Close-up of the rotors in a Fialka cipher machine
Cryptanalysis (from the Greek kryptós, "hidden", and analýein, "to loosen" or "to untie") is the art and science of analyzing information systems in order to study the hidden aspects of the systems.[1] Cryptanalysis is used to breach cryptographic security systems and gain access to the contents of encrypted messages, even if the cryptographic key is unknown.
In addition to mathematical analysis of cryptographic algorithms, cryptanalysis also includes the study of side-channel attacks that do not target weaknesses in the cryptographic algorithms themselves, but instead exploit weaknesses in their implementation.

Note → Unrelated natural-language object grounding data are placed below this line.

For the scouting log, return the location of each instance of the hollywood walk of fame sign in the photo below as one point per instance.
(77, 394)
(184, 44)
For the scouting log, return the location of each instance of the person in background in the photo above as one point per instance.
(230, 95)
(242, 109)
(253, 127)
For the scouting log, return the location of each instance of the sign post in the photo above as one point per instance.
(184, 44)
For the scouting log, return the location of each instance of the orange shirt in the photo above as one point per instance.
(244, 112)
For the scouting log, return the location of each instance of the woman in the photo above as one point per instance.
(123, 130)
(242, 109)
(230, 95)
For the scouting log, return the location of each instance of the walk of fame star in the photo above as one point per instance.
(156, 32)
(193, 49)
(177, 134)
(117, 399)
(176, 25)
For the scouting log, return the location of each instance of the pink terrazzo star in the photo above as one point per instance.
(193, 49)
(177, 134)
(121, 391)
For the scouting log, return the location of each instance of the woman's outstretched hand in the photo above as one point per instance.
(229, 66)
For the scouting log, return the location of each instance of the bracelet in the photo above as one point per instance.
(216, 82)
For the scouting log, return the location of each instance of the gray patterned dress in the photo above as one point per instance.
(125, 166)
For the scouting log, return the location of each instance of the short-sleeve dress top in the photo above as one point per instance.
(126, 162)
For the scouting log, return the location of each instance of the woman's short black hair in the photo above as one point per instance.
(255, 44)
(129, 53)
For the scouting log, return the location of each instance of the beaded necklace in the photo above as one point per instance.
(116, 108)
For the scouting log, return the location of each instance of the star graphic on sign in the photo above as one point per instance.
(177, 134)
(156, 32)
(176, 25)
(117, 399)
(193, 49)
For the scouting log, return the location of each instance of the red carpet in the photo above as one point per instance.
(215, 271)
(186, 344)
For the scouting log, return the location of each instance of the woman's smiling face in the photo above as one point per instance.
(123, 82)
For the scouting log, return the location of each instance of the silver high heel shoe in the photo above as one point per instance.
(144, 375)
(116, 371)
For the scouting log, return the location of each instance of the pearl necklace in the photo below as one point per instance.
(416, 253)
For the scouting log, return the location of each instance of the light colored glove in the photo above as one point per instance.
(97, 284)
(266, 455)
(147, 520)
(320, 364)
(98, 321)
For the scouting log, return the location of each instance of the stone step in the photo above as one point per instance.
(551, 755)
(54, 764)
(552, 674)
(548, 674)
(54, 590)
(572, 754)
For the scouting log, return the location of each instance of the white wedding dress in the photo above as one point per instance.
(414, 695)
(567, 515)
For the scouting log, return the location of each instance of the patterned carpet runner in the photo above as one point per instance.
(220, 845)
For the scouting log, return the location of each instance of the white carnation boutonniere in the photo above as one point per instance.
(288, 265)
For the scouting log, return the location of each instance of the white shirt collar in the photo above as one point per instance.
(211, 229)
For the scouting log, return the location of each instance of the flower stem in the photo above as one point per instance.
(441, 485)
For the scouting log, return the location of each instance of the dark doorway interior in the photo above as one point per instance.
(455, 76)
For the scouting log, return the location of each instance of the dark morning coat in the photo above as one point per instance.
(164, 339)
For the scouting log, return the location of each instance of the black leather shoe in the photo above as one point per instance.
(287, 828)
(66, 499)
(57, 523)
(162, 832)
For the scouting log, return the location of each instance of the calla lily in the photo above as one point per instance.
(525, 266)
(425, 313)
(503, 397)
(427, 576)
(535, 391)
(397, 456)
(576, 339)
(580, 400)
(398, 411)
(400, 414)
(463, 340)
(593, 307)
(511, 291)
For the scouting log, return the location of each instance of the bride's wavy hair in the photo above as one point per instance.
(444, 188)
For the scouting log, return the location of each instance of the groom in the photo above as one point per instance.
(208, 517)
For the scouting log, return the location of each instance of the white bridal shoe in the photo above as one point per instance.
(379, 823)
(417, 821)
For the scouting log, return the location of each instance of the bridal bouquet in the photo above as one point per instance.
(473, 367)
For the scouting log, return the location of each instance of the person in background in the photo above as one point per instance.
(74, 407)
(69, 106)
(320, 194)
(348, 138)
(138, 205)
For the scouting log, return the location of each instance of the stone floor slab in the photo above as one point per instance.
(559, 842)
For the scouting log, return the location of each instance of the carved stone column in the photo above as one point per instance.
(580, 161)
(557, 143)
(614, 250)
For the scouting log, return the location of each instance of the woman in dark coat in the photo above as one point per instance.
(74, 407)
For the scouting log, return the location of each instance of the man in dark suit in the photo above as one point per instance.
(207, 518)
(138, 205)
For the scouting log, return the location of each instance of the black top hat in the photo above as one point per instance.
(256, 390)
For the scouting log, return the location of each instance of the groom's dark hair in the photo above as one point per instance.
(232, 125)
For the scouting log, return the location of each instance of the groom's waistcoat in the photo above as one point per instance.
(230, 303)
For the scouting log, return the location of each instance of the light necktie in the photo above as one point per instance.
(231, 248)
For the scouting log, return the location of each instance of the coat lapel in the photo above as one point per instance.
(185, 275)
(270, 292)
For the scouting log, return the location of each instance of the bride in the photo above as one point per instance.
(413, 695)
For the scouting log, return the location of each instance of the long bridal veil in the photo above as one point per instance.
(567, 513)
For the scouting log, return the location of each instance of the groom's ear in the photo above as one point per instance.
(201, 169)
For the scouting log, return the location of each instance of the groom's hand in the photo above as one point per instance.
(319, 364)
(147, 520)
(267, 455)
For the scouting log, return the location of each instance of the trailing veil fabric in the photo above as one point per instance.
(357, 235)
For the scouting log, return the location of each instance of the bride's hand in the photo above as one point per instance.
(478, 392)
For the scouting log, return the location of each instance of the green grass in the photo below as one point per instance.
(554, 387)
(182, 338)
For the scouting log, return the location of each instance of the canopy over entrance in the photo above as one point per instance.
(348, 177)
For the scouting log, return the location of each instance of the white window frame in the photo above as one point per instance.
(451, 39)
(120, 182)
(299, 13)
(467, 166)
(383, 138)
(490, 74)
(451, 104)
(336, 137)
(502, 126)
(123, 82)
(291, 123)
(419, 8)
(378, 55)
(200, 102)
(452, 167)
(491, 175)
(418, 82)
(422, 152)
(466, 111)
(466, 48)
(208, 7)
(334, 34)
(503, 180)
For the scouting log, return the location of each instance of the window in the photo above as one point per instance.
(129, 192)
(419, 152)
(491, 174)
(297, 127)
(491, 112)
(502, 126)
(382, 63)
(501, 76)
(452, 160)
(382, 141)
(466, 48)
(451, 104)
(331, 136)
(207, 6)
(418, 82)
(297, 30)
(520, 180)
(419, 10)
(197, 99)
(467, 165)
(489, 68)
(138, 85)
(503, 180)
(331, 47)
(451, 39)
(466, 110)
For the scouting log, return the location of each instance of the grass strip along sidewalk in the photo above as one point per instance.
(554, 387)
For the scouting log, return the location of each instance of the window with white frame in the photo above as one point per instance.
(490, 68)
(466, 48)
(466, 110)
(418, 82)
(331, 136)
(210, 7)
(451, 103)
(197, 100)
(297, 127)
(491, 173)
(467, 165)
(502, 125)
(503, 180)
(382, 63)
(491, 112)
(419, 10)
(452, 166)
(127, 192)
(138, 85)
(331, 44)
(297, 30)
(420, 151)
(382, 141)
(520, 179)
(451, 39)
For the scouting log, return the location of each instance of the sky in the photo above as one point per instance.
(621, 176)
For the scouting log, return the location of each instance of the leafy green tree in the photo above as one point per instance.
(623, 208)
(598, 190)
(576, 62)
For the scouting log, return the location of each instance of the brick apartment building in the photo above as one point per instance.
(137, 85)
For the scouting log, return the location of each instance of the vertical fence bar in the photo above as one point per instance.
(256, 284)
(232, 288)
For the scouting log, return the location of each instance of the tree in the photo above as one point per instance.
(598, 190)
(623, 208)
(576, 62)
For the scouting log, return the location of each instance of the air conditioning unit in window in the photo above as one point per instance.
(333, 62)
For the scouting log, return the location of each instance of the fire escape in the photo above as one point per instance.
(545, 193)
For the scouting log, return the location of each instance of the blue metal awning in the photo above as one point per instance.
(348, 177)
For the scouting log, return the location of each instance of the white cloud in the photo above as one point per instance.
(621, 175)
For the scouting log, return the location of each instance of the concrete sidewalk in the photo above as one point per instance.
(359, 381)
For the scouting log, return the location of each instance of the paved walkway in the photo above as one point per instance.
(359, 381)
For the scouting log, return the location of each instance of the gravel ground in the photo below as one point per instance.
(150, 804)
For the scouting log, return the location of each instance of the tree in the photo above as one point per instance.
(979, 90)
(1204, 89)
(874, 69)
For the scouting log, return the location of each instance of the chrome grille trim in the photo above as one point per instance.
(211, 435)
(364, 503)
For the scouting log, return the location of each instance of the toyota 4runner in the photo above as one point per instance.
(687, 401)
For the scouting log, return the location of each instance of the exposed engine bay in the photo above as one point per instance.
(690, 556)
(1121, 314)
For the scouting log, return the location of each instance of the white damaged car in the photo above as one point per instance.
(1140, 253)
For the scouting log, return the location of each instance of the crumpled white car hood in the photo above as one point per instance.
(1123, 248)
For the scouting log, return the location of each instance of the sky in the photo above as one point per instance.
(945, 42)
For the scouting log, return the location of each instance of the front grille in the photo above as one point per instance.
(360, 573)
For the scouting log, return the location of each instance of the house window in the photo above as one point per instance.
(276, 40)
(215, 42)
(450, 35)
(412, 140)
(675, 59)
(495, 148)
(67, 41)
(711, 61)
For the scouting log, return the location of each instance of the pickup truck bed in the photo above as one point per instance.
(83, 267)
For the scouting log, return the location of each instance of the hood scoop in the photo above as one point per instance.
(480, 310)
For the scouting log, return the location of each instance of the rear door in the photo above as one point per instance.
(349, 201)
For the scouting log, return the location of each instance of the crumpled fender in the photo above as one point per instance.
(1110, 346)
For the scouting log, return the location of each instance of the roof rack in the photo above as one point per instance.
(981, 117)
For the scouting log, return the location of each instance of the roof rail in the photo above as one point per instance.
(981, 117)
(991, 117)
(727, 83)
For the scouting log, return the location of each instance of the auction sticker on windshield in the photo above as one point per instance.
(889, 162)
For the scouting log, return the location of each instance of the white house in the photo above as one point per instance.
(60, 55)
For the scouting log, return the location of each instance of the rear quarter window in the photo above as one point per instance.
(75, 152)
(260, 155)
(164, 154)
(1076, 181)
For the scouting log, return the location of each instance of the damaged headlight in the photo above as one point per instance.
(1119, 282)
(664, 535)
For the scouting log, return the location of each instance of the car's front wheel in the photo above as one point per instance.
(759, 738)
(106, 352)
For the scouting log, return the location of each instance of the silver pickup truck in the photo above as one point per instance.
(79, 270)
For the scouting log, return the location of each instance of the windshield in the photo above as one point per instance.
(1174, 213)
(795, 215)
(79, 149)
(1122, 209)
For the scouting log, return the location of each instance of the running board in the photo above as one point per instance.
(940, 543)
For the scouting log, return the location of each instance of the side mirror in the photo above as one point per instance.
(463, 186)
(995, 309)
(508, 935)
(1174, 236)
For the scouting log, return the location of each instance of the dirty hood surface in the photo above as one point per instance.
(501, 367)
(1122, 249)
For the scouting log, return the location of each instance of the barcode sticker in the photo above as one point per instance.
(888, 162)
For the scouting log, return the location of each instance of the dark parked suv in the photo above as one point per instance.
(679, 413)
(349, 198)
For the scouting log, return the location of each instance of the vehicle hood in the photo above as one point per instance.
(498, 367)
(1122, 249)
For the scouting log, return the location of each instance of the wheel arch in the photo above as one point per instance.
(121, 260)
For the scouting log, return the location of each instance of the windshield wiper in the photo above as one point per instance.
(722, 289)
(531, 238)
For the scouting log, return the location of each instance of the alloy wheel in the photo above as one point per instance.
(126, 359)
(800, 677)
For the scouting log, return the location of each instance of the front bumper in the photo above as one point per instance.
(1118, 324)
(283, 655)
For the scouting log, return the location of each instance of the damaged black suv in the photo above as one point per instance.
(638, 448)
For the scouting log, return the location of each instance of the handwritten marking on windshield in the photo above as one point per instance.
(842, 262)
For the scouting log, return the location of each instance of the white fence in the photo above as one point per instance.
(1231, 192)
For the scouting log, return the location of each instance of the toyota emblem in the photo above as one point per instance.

Even though the goal has been the same, the methods and techniques of cryptanalysis have changed drastically through the history of cryptography, adapting to increasing cryptographic complexity, ranging from the pen-and-paper methods of the past, through machines like Bombes and Colossus computers at Bletchley Park in World War II, to the mathematically advanced computerized schemes of the present. Methods for breaking modern cryptosystems often involve solving carefully constructed problems in pure mathematics, the best-known being integer factorization.

Overview

Given some encrypted data ("ciphertext"), the goal of the cryptanalyst is to gain as much information as possible about the original, unencrypted data ("plaintext").